Noted political historian and West Virginia Wesleyan College professor Dr. Robert Rupp sees the state trending toward the Republican Party, but told the Buckhannon-Upshur Chamber of Commerce Monday that he doesn't foresee any member of that party ousting the Democratic incumbent.
Rupp said Gov. Earl Ray Tomblin and U.S. Sen. Joe Manchin have been able to distance themselves from President Barack Obama, though their challengers have desperately tried to tie them into the national scene.
"You have to be in tune with West Virginia and not the national party," he said. "That's why (John) Raese and (Bill) Maloney aren't going to win. Eighty percent of the money coming in from the outside is wasted because they don't know who we are."
The Inter-Mountain photo by John Wickline
West Virginia Wesleyan College professor Dr. Robert Rupp foresees West Virginia voters continuing their trend of sending ‘Republicans or so-called Republicans to Washington and Democrats to Charleston.’ But he predicted victories for incumbent Gov. Earl Ray Tomblin and Sen. Joe Manchin.

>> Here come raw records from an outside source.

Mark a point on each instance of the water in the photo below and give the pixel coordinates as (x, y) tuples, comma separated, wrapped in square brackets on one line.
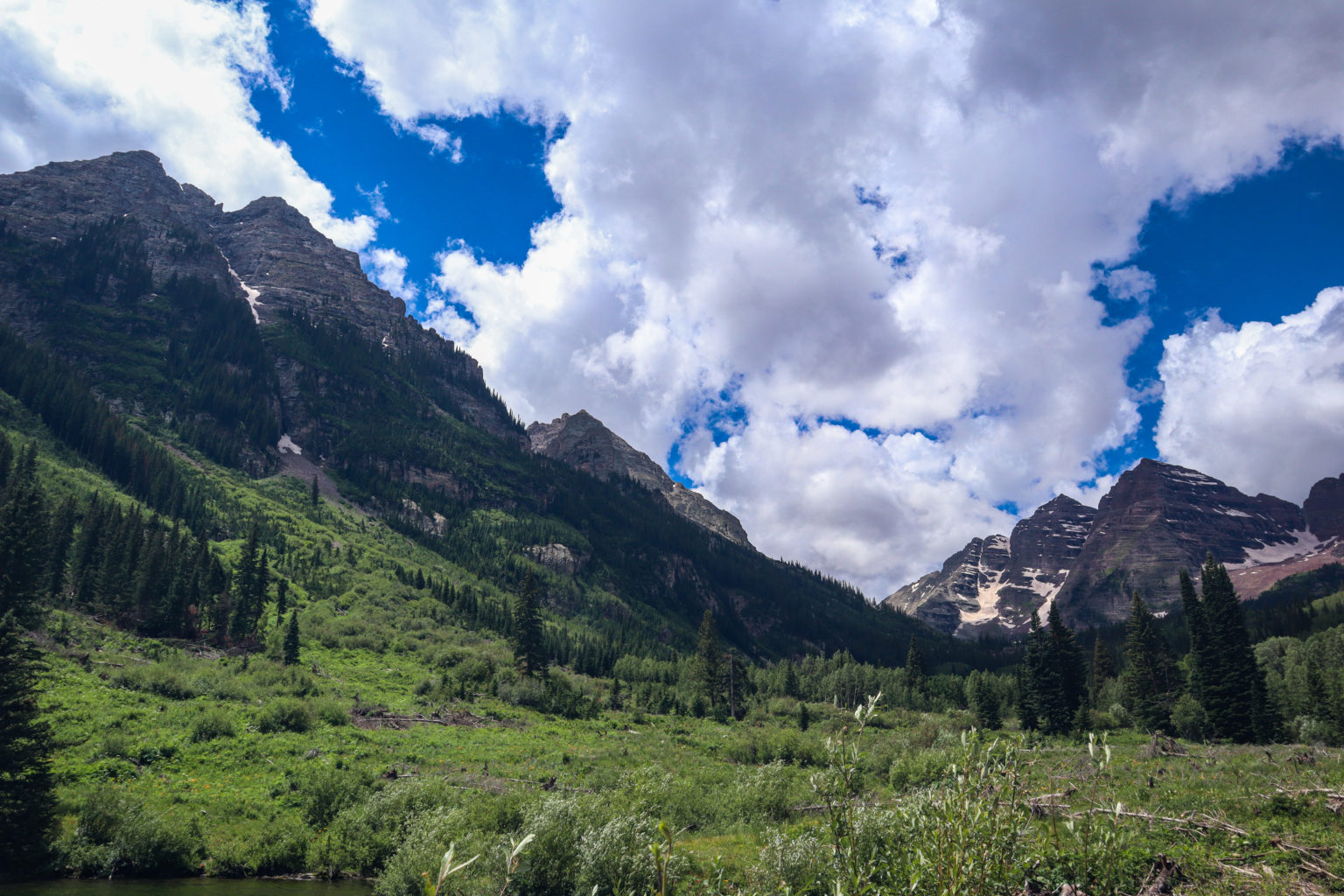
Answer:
[(186, 887)]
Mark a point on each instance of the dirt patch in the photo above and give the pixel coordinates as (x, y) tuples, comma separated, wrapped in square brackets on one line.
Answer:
[(376, 719)]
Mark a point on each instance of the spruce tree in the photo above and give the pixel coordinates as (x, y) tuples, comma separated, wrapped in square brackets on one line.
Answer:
[(1063, 685), (915, 677), (1150, 673), (27, 803), (292, 640), (1038, 677), (709, 662), (527, 627), (23, 540), (1199, 657), (1228, 675), (1102, 668)]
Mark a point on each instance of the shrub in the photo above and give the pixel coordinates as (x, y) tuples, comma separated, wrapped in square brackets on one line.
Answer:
[(117, 835), (1190, 719), (616, 858), (210, 724), (794, 864), (323, 792), (284, 713), (332, 712)]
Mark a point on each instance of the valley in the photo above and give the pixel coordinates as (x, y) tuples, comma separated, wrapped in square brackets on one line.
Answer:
[(305, 599)]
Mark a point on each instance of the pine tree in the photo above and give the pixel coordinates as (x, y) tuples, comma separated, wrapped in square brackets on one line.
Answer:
[(527, 627), (27, 803), (248, 589), (23, 540), (1102, 668), (1150, 673), (1035, 676), (709, 662), (983, 700), (1062, 687), (292, 640), (915, 677), (1194, 612), (1228, 675)]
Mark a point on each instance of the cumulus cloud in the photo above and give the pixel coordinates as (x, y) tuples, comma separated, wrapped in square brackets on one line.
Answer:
[(85, 78), (388, 269), (1260, 406), (782, 222)]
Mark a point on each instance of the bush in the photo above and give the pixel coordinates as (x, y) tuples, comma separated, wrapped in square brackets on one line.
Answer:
[(1188, 718), (116, 835), (213, 723), (323, 792), (366, 835), (332, 712), (284, 713), (616, 858), (792, 864)]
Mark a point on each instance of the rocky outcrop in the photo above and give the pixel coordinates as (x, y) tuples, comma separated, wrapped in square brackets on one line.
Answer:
[(993, 584), (1158, 519), (278, 254), (1324, 508), (584, 442)]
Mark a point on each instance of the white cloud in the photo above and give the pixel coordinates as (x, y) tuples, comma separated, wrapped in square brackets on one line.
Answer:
[(388, 269), (441, 141), (711, 241), (84, 78), (1260, 406)]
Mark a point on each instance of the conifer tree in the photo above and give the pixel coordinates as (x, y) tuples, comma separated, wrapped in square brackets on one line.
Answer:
[(27, 805), (1063, 684), (292, 640), (23, 539), (709, 660), (527, 627), (915, 677), (1150, 673), (1102, 668), (1228, 673), (1037, 676), (1199, 657)]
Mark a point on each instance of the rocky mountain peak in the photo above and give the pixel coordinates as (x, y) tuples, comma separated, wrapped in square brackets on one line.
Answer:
[(584, 442), (993, 584), (1324, 508)]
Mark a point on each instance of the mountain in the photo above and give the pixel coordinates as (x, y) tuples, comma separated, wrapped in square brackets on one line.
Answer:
[(1156, 520), (992, 584), (217, 341), (582, 442)]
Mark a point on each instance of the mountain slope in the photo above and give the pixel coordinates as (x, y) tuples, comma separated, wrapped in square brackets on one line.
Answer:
[(1156, 520), (234, 333), (993, 584), (582, 442)]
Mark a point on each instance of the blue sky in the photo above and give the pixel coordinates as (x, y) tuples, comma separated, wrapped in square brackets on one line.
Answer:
[(489, 199), (1253, 251), (679, 235)]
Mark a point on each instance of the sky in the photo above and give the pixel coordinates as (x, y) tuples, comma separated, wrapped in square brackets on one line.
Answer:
[(875, 277)]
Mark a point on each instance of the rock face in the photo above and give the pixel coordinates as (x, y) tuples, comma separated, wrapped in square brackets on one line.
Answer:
[(273, 248), (1156, 520), (265, 254), (1324, 508), (584, 442), (993, 584)]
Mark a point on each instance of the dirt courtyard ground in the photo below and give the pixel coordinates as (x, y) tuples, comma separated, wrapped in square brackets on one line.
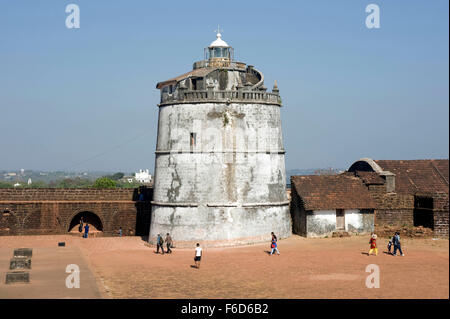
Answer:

Rupp called the presidential race a toss-up, saying it ultimately will be determined by about 100,000 people scattered throughout seven states. He said that group in West Virginia could include married women living along the Interstate 79 corridor.
"She sees all that technology along I-79 and is worrying about her kids staying in West Virginia," Rupp said.
The Democrats, he said, have basically conceded the state to Republican candidate Mitt Romney. He illustrated this by saying Obama and Romney combined to spend $700,000 in New Hampshire, compared to a mere $7,000 in West Virginia.
"Which is basically saying, 'Goodbye. It's decided,'" he said.
More than 90 percent of the campaign ads have been of the negative attack variety, Rupp said, giving voters no clues as to what they believe are solutions to the problems facing America.
"They're not telling you to vote for me. They're telling you not to vote for the other person," he said. "History will write that this election was about refusing to deal with unfunded debt."
Closer to home, Rupp said, West Virginia should continue its trend of "sending Republicans or so-called Republicans to Washington and Democrats to Charleston.
"But the idea of straight-ticket voting has drastically dropped," he said. "The days of union turnout determining the election are over. The southern counties are losing their clout."
Tomblin was the first governor from a southern county elected since 1964, which Rupp believes is more the exception than the rule. He said the state is moving in a north-easterly direction, citing population shifts from the Charleston-Huntington area to Morgantown and Martinsburg.
But a disturbing trend to this long-time political observer is the disconnect of today's youth toward politics. He said about 90 million people will not vote in this election, and he has seen about a 30 percent spike among his students toward Libertarian leanings.
"They're saying, 'I don't want anybody, anywhere at any time,'" he said. "We are seeing a generational shift. The days of Robert C. Byrd are over."